Case Study Automatidata

Data Analyst: Michele Bedin (www.michelebedin.com)

Step 1 - Project proposal
Step 2 - Understand the data
Step 3 - EDA (current)
Step 4 - Statistical tests
Step 5 - Regression modelling
Step 6 - Machine learning models
Step 7 - Work delivery

Introduction

You are the new data professional in a fictitious consulting company: Automatidata. The team is still at the beginning of the project, having just completed an initial action plan and some initial coding work in Python.

Luana Rodriquez, the senior analyst at Automatidata, is pleased with the work you have already done and asks you to assist her with some EDA and data visualisation work for the New York City Taxi and Limousine Commission (New York City TLC) project, in order to gain a general understanding of what taxi passengers look like. The management team is requesting a Python notebook showing the structuring and cleanliness of the data, as well as any matplotlib/seaborn visualisations to help understand the data. At the very least, a box plot of the run duration and some time series graphs, such as a breakdown by quarter or month, should be included.

In addition, the management team has recently asked all EDAs to include Tableau visualisations. For this taxi data, create a Tableau dashboard showing a map of New York City with taxi/limo rides by month. Make sure it is easy to understand for someone who is not data savvy and remember that the assistant director of the New York TLC is a visually impaired person.

Step 3: Exploratory data analysis (EDA)

In this activity you will examine the data provided and prepare it for analysis. You will also design a professional data visualisation that tells a story and helps make data-driven decisions for business needs.

The purpose of this project is to conduct an exploratory data analysis on a provided data set. Your mission is to continue the investigation started in Phase 2 and perform further EDA on this data with the goal of learning more about the variables.

The objective is to clean the dataset and create a visualisation.

This activity consists of 4 tasks:

Task 1: importing, linking and loading
Task 2: data exploration (data cleaning)
Task 3: constructing visualisations
Task 4: evaluating and sharing results

PACE

PACE problem-solving framework: Plan, Analyse, Construct and Execute.

Pace: Planning

Identify outliers:

What are the best methods to identify outliers?
There are several techniques for identifying outliers in data. A common method is statistical analysis, using numpy functions to examine the mean() and median() of the data to understand the range of values in the data.
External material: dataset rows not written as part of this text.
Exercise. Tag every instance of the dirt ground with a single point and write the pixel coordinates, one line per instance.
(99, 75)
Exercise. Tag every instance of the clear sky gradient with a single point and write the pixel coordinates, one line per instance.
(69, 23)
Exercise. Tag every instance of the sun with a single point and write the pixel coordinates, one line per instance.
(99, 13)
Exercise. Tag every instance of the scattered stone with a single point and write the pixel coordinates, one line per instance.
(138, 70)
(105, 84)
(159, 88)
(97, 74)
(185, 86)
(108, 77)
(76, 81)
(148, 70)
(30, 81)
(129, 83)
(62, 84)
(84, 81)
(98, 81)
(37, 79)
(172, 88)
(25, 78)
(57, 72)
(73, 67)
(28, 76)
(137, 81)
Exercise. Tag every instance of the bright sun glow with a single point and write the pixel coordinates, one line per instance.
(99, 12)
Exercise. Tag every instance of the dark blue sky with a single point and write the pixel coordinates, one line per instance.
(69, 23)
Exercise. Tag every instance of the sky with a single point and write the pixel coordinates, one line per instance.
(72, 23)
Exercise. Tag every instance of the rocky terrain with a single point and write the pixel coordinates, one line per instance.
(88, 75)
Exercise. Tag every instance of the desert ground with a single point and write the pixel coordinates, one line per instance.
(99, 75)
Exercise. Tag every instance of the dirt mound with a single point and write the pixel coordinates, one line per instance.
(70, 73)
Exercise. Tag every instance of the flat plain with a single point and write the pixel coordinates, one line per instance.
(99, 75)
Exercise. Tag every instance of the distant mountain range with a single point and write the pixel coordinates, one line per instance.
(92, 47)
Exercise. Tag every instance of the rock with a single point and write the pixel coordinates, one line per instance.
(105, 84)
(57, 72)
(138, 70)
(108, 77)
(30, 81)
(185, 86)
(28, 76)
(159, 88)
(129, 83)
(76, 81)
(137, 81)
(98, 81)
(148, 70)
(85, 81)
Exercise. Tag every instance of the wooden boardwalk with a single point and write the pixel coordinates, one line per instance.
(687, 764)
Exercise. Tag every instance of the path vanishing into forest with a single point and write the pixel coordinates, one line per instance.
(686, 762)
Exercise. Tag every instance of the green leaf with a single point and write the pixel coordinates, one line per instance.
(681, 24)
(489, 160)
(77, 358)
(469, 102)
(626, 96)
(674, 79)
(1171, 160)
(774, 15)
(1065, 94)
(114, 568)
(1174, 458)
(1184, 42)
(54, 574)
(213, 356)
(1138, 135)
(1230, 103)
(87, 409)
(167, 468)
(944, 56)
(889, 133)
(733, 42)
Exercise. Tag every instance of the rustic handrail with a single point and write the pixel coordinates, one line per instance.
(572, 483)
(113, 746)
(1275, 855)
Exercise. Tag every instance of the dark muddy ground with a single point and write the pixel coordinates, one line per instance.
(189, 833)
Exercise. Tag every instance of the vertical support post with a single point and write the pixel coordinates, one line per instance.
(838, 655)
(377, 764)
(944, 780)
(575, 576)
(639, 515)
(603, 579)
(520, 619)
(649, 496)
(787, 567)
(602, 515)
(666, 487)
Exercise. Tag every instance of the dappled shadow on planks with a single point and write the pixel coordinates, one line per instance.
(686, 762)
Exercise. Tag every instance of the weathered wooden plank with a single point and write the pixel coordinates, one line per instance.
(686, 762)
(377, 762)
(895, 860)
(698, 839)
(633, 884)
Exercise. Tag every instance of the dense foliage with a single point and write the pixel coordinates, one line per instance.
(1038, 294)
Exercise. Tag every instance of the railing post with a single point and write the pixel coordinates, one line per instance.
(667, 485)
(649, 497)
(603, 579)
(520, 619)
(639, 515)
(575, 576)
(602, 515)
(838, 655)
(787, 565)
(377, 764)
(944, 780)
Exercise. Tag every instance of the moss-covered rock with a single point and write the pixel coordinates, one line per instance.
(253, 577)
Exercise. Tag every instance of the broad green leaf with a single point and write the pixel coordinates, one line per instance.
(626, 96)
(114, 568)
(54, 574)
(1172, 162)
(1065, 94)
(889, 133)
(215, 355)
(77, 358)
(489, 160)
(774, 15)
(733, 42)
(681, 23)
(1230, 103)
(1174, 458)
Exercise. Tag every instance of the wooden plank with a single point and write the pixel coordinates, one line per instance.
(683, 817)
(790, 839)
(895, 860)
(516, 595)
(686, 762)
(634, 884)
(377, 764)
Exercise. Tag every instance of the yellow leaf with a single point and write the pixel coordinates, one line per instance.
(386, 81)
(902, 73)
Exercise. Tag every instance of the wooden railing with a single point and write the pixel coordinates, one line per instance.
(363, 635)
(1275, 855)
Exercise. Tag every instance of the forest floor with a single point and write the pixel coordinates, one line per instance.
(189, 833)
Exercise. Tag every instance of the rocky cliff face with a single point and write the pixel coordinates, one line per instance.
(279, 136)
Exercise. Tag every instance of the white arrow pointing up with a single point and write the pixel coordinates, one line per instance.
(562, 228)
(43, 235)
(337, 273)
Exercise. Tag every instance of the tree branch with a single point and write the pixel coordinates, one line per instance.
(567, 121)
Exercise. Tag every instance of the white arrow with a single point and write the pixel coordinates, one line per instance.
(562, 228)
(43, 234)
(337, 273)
In addition, visualising the data through a boxplot or histogram can help to visually identify outliers.

How do you decide to keep or exclude outliers from any future model?
The decision to keep or exclude outliers depends on several factors, including the nature of the data and the assumptions of the model being built. If it is certain that the outliers are errors or anomalies, and the data will be used for modelling or machine learning, it may be appropriate to remove the outliers. If the data set is small, it may be more appropriate to derive new values to replace those of the outliers. Finally, if the dataset is only expected to be used for exploratory data analysis, or for a model that is resistant to outliers, it may make more sense to leave the outliers in the data.

Task 1: Importing, linking and loading

For the data EDA, import the most useful data and packages, such as pandas, numpy and matplotlib. Then, import the dataset.

import pandas as pd
import matplotlib.pyplot as plt
import numpy as np
import datetime as dt
import seaborn as sns

df=pd.read_csv('data/2017_Yellow_Taxi_Trip_Data.csv')

‌
‌
‌